Sometimes I think I should swap to made-up comics – you have quite a lot more leeway, and you don’t get into nearly as much trouble when you overstep the mark . Of course, friends and family are still a bit nervous, imagining a character might be based on them. But there’s something fascinating about real life, and the little things that happen around you. Knausgaard somehow makes going supermarket shopping and chopping vegetables enthralling.
As you can probably tell, I am going through an exploratory drawing stage. The more I draw, the worse I feel at drawing, but perhaps, as my sister points out, I am just being more ambitious and trying to do more with my drawing. After finishing Mansfield and Me, I was completely sick of my thick, brushed outlines, but I also didn’t like the pigment liner drawings of my early comics, especially since the ink ran out of my pens so quickly. Right now I am still trying to master the dip pen, but there are an awful lot of splatters and somehow, yesterday, I managed to spill two small bottles of ink, one of them over my sneakers. Anyway, I am hoping that by the time I start on my new project – maybe February – I will find my voice again!

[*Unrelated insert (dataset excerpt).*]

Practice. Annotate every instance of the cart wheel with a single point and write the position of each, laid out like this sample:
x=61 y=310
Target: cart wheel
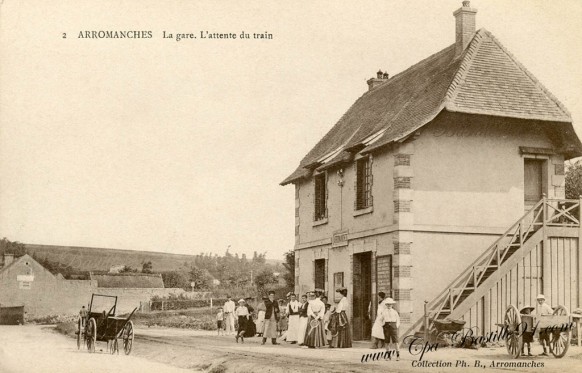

Brilliant representation, absolutely true to life
I’m in a mother fucking comic!!!
Karl Ove Knausgaard is fascinating because there’s no barrier between reality and fiction, and more and more I don’t think there is, so he breaks the illusion that writing isn’t, as it’s reference point, about ourselves (as I think it can’t avoid) or the suspension of disbelief. [In ‘my circle’ that would be one of the most contentious things I’ve said on social media.] I’ve been reading a lot of the ‘readymade’ or ‘reality-fiction’ authors (W.G. Sebald, et al) in which the theme itself is their oeuvre.
Mind, going the step to publishing then becomes problematic, especially, in Knausgaard’s case, due to the deleterious consequences on his wife. From memory, both of them had breakdowns over his novel series, but she stuck with him (just). Art versus relations/respect for loved ones versus the need to publish to make a living. The imponderable being, again, for artists, art is life (you can’t separate them, either).
It gets ‘too’ hard. Interesting watching you in your work and this blog (and this blog, to follow the theme, is your work) fumbling – because there’s no other method – through these issues. It’s why I also love Ashleigh Young’s essays and blog.
Sorry, thinking out loud (and bouncing off something of my own which this struck a chord with).
[All the best for the New Year Sarah. Look forward to your work over the year.]
Interesting thoughts! I feel as though there are signposts throughout the book that it is not entirely all true – it feels like a non-fiction account, but then he tells us about his terrible memory, which would preclude the amazing recall of all those conversations. But he also tells us of the frenzy in which he is writing this book – a fever that lasts all night when most people are sleeping – so it’s as if he’s channeling his recently lived past. He makes it feel so real though. I’ve never read any WG Sebald – worth a read?
WG Sebald’s ‘Austerlitz’ is a gem of a novel (if novel is the right term any longer). One of those books that slow-reading is intended for.
Quoting from this New Yorker piece on why you should read Sebald:
http://www.newyorker.com/books/page-turner/why-you-should-read-w-g-sebald
“The weight of the loss to literature with [Sebald’s] early death [died in car crash at 57] —of all the books he might have gone on to write—is counterbalanced only by the enigmatic pressure of the work he left behind. His four prose fictions, “Vertigo,” “The Emigrants,” “The Rings of Saturn,” and “Austerlitz” are utterly unique. They combine memoir, fiction, travelogue, history, and biography in the crucible of his haunting prose style to create a strange new literary compound. Susan Sontag, in a 2000 essay in the Times Literary Supplement, asked whether “literary greatness [was] still possible.” She concluded that “one of the few answers available to English-language readers is the work of W. G. Sebald.”
I like your use of colour here. And exploration is great – I’m enjoying watching how your work transforms over time.
Thank you!
Your style is looking good. Always playful. I particularly like how the writing ties in with the drawing. It’s kind of as one.
Thanks! I don’t normally pencil when I write my blog so there is quite a lot of room for error!